La FNSEA 63 dénonce des excès de l’administration départementale qui va trop loin en incluant les fossés dans sa définition des points d’eau.

L’évolution de la réglementation pourrait amener de nouvelles contraintes sur les exploitations.

Conformément au nouvel arrêté ministériel qui encadre l’utilisation des produits phytosanitaires, un arrêté départemental du 5 juillet 2017 définit les points d’eau où doivent être appliquées des zones non traitées. Contrairement à d’autres départements, dans le Puy de Dôme les fossés ont été retenus comme points d’eau.

 

Un arrêté préfectoral excessif

Dès le 13 juin dernier, la FNSEA 63 et JA 63 ont rencontré la Préfète et le DDT pour défendre les raisons économiques et législatives de modifier le projet d’arrêté. Mais aucun argument n’a été reconnu comme recevable. Le projet d’arrêté était basé sur une trame coordonnée au niveau régional. La FRSEA Aura est intervenue à plusieurs reprises au niveau de la DRAAF et du Préfet de région sans plus de résultat. En effet, «nous avons refusé un durcissement injustifié de la classification des points d’eau, incohérent avec la réalité du terrain et non demandé par le ministère» assurent les élus syndicaux. Malgré la cohérence de leurs propositions, l’administration départementale a rédigé un arrêté relevant de la pire des hypothèses. Il nomme expressément les fossés comme étant des points d’eau quand l’arrêté cadre du Ministère ne stipulait que les cours d’eau. A terme, des kilomètres de fossés secs seront soumis au respect d’une ZNT sur-transcrite. «L’administration du dépar-tement a fait un excès de zèle que nous ne pouvons tolérer» s’insurge David Chauve, Président de la FNSEA 63. Pourtant ce n’est pas faute d’avoir martelé les enjeux encourus par les producteurs.

 

Des enjeux économiques

Le découpage en petites parcelles entourées de fossés qui fait le charme de notre région risque dans ce con-texte d’en faire sa vulnérabilité. Jusqu’à 5000 ha de cultures pourraient ainsi sortir de la production. A raison de 5 m de bandes enherbées de chaque côté des fossés, c’est un hectare de production qui disparaît à chaque kilomètre de fossé. Et derrière les agriculteurs ce sont les filières qui sont menacées.

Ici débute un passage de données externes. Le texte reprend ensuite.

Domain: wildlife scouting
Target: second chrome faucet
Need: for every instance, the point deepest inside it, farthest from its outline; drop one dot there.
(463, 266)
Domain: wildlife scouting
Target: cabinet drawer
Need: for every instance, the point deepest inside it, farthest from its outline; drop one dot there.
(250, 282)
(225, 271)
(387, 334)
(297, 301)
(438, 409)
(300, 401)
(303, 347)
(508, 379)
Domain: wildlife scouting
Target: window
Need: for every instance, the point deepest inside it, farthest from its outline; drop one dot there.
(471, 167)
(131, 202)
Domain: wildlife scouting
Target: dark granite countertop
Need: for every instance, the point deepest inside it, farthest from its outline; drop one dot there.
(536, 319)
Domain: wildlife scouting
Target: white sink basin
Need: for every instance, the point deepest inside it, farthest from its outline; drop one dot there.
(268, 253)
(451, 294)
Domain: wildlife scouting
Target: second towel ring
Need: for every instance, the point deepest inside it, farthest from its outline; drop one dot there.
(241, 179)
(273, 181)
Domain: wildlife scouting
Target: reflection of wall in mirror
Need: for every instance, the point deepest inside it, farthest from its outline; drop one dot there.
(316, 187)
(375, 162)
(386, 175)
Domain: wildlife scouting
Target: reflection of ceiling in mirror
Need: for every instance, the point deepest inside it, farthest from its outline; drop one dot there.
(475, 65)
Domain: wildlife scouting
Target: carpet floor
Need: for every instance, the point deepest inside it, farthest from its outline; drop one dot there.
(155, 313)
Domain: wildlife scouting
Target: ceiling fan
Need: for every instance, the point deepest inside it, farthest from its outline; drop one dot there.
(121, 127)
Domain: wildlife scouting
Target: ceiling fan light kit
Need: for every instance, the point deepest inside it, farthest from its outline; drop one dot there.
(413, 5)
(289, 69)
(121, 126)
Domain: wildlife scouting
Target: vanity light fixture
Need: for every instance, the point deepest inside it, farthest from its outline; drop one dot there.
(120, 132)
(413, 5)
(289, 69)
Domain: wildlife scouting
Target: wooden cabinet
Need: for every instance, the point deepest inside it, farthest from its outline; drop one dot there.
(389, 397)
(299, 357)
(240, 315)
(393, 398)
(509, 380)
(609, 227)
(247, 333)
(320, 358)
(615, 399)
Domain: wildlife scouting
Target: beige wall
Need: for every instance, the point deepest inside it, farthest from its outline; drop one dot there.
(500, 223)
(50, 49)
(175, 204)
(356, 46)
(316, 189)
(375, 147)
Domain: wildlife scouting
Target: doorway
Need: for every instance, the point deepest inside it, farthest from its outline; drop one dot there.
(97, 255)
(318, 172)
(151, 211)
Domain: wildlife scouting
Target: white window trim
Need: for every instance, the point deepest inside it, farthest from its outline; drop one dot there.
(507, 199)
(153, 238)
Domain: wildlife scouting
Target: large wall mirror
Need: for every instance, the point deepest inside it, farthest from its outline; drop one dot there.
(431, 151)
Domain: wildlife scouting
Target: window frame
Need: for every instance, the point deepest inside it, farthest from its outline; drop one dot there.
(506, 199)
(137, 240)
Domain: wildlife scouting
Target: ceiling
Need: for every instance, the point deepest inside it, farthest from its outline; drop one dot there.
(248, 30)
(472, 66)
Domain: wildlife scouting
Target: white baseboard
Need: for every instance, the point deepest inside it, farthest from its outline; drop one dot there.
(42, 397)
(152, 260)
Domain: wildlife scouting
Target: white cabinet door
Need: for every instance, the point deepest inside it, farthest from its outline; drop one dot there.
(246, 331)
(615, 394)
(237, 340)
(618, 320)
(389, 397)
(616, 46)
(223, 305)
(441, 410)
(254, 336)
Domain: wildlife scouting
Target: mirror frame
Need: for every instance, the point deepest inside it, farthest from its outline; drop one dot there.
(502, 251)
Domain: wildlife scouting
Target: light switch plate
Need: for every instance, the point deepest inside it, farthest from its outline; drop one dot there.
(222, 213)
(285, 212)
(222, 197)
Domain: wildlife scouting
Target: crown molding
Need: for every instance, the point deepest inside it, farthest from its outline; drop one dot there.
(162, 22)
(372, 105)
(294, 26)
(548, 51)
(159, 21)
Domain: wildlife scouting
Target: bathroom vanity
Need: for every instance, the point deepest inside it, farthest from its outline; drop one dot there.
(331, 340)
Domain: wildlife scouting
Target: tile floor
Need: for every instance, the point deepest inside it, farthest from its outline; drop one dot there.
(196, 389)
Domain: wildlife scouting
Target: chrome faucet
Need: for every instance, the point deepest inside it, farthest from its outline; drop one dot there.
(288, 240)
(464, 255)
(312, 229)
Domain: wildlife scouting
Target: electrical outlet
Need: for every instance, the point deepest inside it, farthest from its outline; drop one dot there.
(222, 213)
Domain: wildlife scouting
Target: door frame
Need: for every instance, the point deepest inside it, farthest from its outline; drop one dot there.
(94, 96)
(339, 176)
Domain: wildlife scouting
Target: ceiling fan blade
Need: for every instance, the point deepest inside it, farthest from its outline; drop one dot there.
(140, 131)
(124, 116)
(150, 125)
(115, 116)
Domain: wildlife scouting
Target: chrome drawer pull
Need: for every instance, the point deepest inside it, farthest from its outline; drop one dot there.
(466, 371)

Les outils économiques qui contribuent à la richesse de la région et source de centaines d’emplois : la sucrerie, la maïserie… ont besoin pour être rentables et exister de volumes de production à transformer. Une réduction de quelques pourcents des volumes produits fragiliseront leur pérennité.

 

Un combat syndical essentiel et permanent

Certains préfets ont pris des dispositions moins contraignantes dans d’autres départements. La FNSEA 63 et JA 63 ne comptent pas accepter cette injustice règlementaire car ce serait céder à la dynamique de l’empilement des contraintes qui ne manqueront pas de faire suite. Aujourd’hui ce sont les fossés en zone céréalière mais demain, les contraintes pourraient bien concerner les rases en zone d’élevage. Les producteurs demandent une égalité de traitement sur le territoire national afin d’éviter des distorsions de concurrence intra territoriales. Ainsi, après avoir porté leurs arguments devant l’administration, puis lors de la consultation publique, ils préparent désormais un recours en bonne et due forme.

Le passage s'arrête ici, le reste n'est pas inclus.